The Daily Brief- Thursday

Filed at 4:29 am, Thursday March 22nd 2007
by Arlen Parsa

Subpoena here, Subpoena there
The Senate Judiciary Committee will vote today to decide whether or not to subpoena Karl Rove, Harriet Miers, and other key White House employees embroiled in the US Attorney firings scandal. The House Judiciary Committee voted yesterday to subpoena Rove and Miers, defying the White House.

Not coincidentally, Gonzales met with four prominent members of the Senate Judiciary Committee to beg them not to defect to the Democrats’ side when voting on the subpoenas or not. If the vote is conducted on bare party lines however, Democrats will win with a one vote majority.

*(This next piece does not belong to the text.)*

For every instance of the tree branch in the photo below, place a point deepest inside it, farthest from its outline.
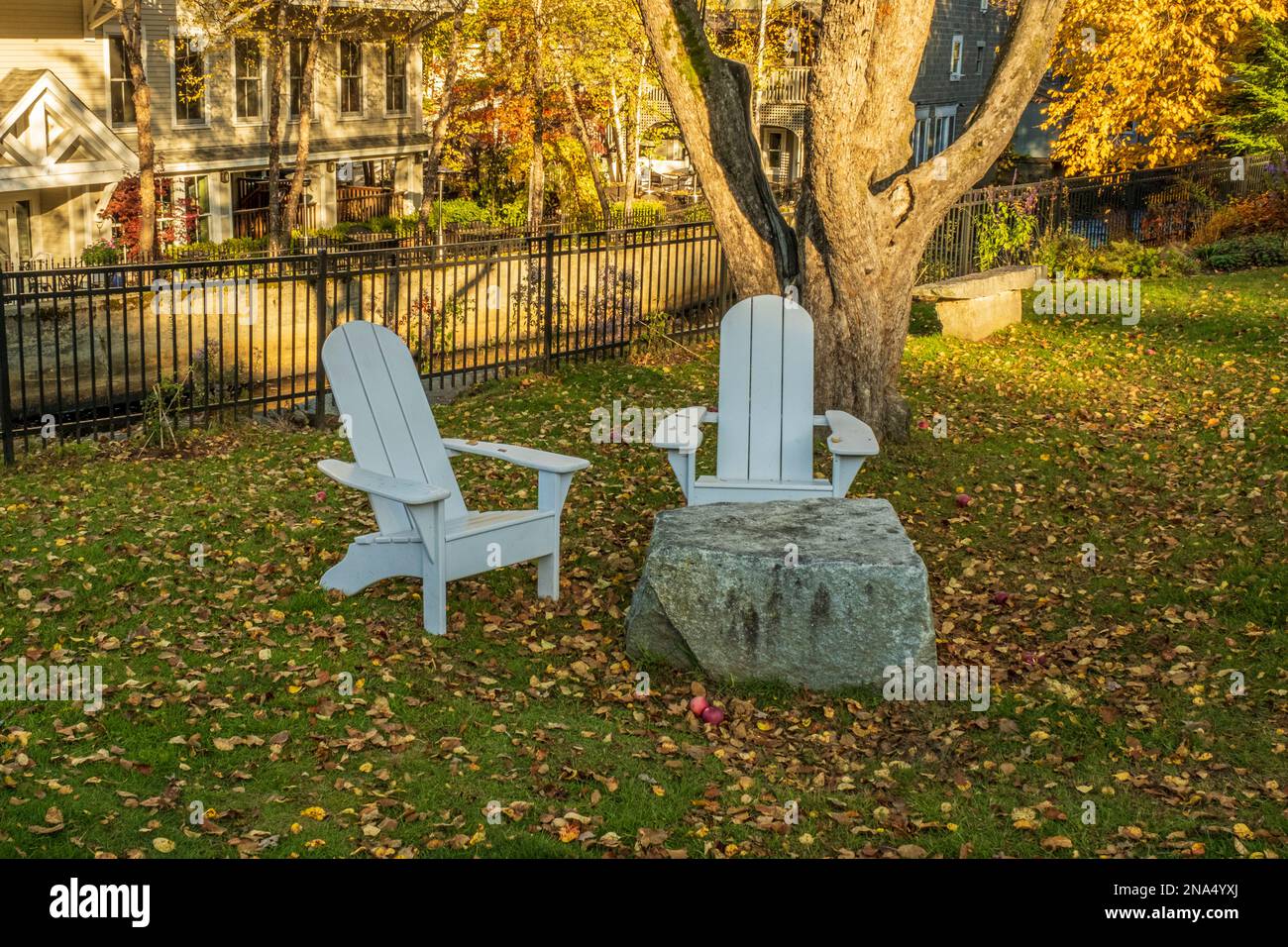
(711, 98)
(1022, 62)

White House Counsel Fred Fielding– a Nixon era relic who replaced Miers after she resigned in January– has threatened that if the Senate issues subpoenas for Rove and Miers, all bets are off and that the limited private interviews the WH had so generously offered would not be possible any longer. House Judiciary Committee Chair John Conyers (D-MI) has joked that such a weak “private interview” without a transcript as the Fielding has proposed might as well happen in a local pub.

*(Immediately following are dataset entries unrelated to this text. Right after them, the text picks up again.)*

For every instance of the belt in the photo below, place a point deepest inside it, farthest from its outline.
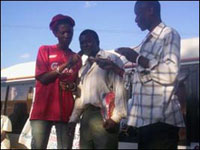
(92, 107)
(68, 86)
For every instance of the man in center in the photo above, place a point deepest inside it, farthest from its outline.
(96, 132)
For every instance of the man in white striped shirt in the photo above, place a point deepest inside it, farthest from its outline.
(155, 109)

Note that just because a Committee votes to subpoena a person, it does not actually mean that they are served with a subpoena: rather that the Committee Chair may send Capitol Hill police to serve them with a subpoena at any time.

Edwards’ Announcement
John Edwards’ and his wife (who successfully recovered from cancer recently) are making some sort of announcement in North Carolina today, around noon EST. Although it may or may not be related to Elizabeth Edwards’ health, that is certainly what speculation indicates.

Gonzales a Gone-r?
Attorney General Alberto Gonzales had planned to appear on Capitol Hill today to testify about a budget request from the Department of Justice, but cancelled his pre-scheduled appearance because he did not want to be questioned about the current US Attorney scandal, as well as recent admissions that the FBI has abused its powers in using NSLs (National Security Letters) to spy on Americans illegally and without warrants.

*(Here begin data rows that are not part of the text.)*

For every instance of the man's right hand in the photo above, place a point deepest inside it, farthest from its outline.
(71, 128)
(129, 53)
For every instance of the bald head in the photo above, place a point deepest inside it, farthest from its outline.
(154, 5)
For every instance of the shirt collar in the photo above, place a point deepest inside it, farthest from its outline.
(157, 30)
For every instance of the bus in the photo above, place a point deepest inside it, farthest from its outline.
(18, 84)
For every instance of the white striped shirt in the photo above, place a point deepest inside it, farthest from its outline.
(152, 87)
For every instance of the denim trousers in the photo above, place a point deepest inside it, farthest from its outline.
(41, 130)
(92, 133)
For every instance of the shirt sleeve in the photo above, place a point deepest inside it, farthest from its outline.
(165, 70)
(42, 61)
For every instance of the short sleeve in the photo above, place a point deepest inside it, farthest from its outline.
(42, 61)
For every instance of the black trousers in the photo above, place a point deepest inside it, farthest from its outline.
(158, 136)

As has been pointed out in numerous places by numerous people, the fact that more Republicans aren’t calling for Gonzales’ resignation is less important than the fact that more Republicans aren’t vocally supporting him. Consensus in Washington seems to be that there will be a new Attorney General within a couple of months, if not sooner.

Iraq
3,225 (3,221 yesterday). And seven times as many wounded.